Reporter: Dea Chadiza Syafina | Editor: Barratut Taqiyyah Rafie
JAKARTA. Otoritas Jasa Keuangan (OJK) bersama Kementerian Kelautan dan Perikanan (KKP), industri perbankan dan juga industri keuangan non bank (IKNB) terus memperluas program Jaring (Jangkau, Sinergi dan Guideline) untuk meningkatkan pembiayaan di sektor kelautan dan perikanan.
Jika pada awal peluncurannya terdapat de;apam bank yang ikut serta, pada November kemarin terjadi penambahan bank yang ikut serta menjadi 13 bank. Salah satu bank peserta program JARING adalah Bank Rakyat Indonesia (BRI).
Direktur Kelembagaan dan UMKM BRI Muhammad Irfan menyebutkan, sampai dengan November 2015 perseroan telah menyalurkan kredit sektor kelautan dan perikanan mencapai Rp 3,7 triliun.
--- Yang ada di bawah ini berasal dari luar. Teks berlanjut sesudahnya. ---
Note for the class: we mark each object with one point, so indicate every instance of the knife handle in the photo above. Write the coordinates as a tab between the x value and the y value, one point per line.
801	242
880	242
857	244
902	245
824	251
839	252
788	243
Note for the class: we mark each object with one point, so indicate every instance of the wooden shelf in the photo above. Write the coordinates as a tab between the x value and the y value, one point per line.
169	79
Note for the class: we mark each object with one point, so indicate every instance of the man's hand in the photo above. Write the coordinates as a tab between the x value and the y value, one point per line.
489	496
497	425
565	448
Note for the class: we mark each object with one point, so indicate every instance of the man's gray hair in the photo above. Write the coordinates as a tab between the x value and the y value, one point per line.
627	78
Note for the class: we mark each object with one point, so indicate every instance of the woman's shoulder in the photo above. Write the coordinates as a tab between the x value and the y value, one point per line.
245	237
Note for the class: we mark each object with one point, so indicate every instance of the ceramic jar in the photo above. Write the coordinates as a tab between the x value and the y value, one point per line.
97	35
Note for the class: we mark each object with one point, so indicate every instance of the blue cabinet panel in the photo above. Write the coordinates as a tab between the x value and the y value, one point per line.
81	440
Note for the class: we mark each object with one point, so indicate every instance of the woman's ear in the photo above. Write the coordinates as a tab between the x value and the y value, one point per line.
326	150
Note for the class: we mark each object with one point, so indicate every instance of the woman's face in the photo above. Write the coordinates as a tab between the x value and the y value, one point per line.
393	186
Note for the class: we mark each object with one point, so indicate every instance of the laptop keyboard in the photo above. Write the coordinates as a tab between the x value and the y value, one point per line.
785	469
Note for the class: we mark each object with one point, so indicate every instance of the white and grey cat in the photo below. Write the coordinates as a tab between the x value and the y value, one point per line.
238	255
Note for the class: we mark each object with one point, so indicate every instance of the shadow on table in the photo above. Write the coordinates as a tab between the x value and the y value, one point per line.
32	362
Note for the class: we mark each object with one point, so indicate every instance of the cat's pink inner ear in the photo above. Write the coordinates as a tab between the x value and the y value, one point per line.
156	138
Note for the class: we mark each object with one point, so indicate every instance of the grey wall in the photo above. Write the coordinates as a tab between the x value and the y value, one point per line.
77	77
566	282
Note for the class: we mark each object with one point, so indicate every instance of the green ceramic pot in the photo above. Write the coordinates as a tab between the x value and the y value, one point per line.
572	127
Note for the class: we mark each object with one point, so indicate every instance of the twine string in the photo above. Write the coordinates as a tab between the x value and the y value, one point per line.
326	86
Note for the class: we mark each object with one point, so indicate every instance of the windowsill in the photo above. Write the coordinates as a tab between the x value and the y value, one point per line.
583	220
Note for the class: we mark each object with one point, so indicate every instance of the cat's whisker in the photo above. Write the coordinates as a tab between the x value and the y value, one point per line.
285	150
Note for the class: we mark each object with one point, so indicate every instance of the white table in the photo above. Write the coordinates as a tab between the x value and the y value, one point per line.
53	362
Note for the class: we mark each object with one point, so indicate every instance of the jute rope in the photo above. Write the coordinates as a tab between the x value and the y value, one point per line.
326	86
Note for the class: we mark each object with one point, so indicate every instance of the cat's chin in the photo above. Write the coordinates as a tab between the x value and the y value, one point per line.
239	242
Angka ini melebihi target penyaluran BRI sepanjang 2015 yang sebesar Rp 2,5 triliun. Bank yang nangkring di papan bursa dengan kode emiten BBRI ini menargetkan kredit sektor kelautan dan perikanan pada 2016 mendatang minimal sama dengan penyaluran kredit sampai dengan akhir tahun 2015.
Untuk menggenjot penyaluran kredit sektor kelautan dan perikanan, BRI memiliki strategi berupa peningkatan penyaluran kredit usaha rakyat (KUR) di sektor ini. Kedua, perseroan akan meningkatkan layanan terintegrasi melalui layanan cashless.
"Nantinya BRI mendorong transaksi antara produsen dengan pedagang menjadi tidak tunai," jelas Ifran kepada KONTAN, Senin (14/12).
Strategi lain yang akan dilakukan oleh bank yang fasih di sektor mikro ini adalah dengan melakukan optimalisasi penggunaan kartu jaring nelayan yang akan dikembangkan diseluruh TPI. Perseroan juga akan mengembangkan bisnis cluster atau linkage dari hulu ke hilir, untuk mendorong peningkatan pertumbuhan kredit sektor kelautan dan perikanan.
Lebih lanjut Irfan merinci, rasio kredit bermasalah atawa non performing loan (NPL) bank di sektor ini adalah sebesar 2,4%. Perseroan menargetkan NPL di sektor kelautan dan perikanan pada 2016 mendatang di bawah 3%.